12月18日の中医協 (ブリーフィング)

■ 基本問題小委員会③ ─ 長期入院患者に係る診療報酬(論点)
 

[保険局医療課・佐々木健課長補佐]
 (90日超で減額になる老人特定入院基本料は)平成10年からあった仕組みでありまして、本当のことを言いますと、(90日超で減額になる後期高齢者特定入院基本料は)「後期高齢者医療制度」が導入されたから入った制度ではないのですが、この仕組みが大変議論を呼びました。「年齢を制限している」ということと、「脳卒中の後遺症、認知症の行き場をどうするのか」という問題も絡みまして、非常に議論が起こったところでございます。

 そういう意味で、この(90日超で減額になる後期高齢者特定入院基本料の見直し)問題は、障害者病棟や特殊疾患病棟と併せて議論していただくために整理しています。

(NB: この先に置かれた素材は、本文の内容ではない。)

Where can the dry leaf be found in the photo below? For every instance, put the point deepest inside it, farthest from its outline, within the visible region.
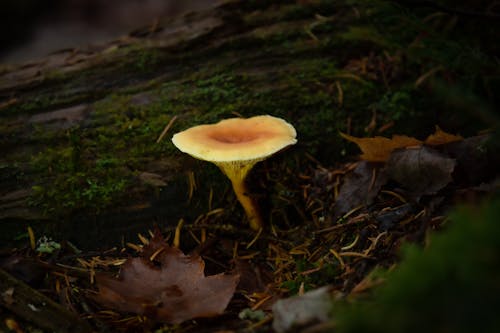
(172, 291)
(440, 137)
(422, 170)
(360, 186)
(378, 149)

「論点」を見ていただくと......、(資料)「診─2」の6ページです。

○ 論点
 「後期高齢者」という名称を廃止することを前提として、一般病棟で90日以上に渡り入院を継続する患者に係る入院料について、診療報酬上の評価をどう考えるか。

1. 年齢要件について
 現行では減額対象となる者を75歳以上に限定しているが、これを他の年齢へ広げることについてどう考えるか。

2. 病態要件について
 現行の特定除外項目を廃止し、療養病棟入院基本料で用いている医療区分採用項目又はADL区分に試行的に置き換えることについて、どう考えるか。

3. 支払方式について(略)

 (先ほど説明したような)そういう前提がありまして、今回この「後期高齢者特定入院基本料をどうするか」という議論をお願いしたいということでした。

 まず、「後期高齢者」という名称を廃止することは全体的な方針としてあるわけです。あと、一般病棟で90日以上入院しておられる患者さんの診療報酬をどう考えるかということで、(論点を)3つご提示いたしました。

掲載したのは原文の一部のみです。